Under comparing methods, we keep terms both on the left-hand and right-hand side and keep on comparing them until and unless the left-hand side is equal to the right-hand side. Let us try to solve the given question by comparing methods.
First, we have to add $5$ to both the sides of the equation.
$\Rightarrow 2{x^2} - 5 + 5 = 0 + 5 \\ \Rightarrow 2{x^2} = 5 \;$
Next, we are supposed to divide both the sides of the equation by $2$ .
$\Rightarrow \dfrac{{2{x^2}}}{2} = \dfrac{5}{2} \\ \Rightarrow {x^2} = \dfrac{5}{2} \;$
Now, taking the square root of both sides of the equation in order to solve for $x$ .
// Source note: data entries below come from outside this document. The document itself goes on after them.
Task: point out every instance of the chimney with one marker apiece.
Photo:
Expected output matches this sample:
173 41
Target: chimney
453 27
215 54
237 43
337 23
$\Rightarrow \sqrt {{x^2}} = \sqrt {\dfrac{5}{2}} \\ \Rightarrow x = \pm \dfrac{{\sqrt 5 }}{{\sqrt 2 }} \;$
We can further simplify this solution by rationalizing the denominator. In order to do that, we have to multiply and divide the solution with $\sqrt 2$ .
$\Rightarrow x = \pm \dfrac{{\sqrt 5 \times \sqrt 2 }}{{\sqrt 2 \times \sqrt 2 }} \\ \Rightarrow x = \pm \dfrac{{\sqrt {10} }}{2} \;$
This gives us the two required solutions and that are $x = \dfrac{{\sqrt {10} }}{2}$ and $x = - \dfrac{{\sqrt {10} }}{2}$ .
So, the correct answer is “ $x = \dfrac{{\sqrt {10} }}{2}$ and $x = - \dfrac{{\sqrt {10} }}{2}$ ”.

Note: Let us try to solve this question by discriminant method. As we know that the quadratic formula is $x = \dfrac{{ - b \pm \sqrt {{b^2} - 4ac} }}{{2a}}$ . Here, $a = 2,b = 0,c = - 5$ .
Now by putting values of $a,b$ and $c$ in the quadratic formula we get,
$\Rightarrow x = \dfrac{{ - 0 \pm \sqrt {{0^2} - 4 \times 2 \times \left( { - 5} \right)} }}{{2 \times 2}}$
After simplifying, we get,
$\Rightarrow x = \dfrac{{0 \pm \sqrt {0 + 40} }}{4} \\ \Rightarrow x = \dfrac{{ \pm \sqrt {40} }}{4} \\ \Rightarrow x = \dfrac{{ \pm 2\sqrt {10} }}{4} \\ \Rightarrow x = \dfrac{{ \pm \sqrt {10} }}{2} \;$
Hence, the two values of $x$ are $x = \dfrac{{\sqrt {10} }}{2}$ and $x = - \dfrac{{\sqrt {10} }}{2}$ .
There are other ways to solve quadratic equations such as factorization or completing the square. These methods/ways couldn’t be used in the given question because the value of $x$ was missing. In order to solve questions by these methods, the question should be in standard form i.e., $a{x^2} + bx + c = 0$ where $a \ne 0$ and also $b \ne 0$ . Every quadratic equation has two solutions.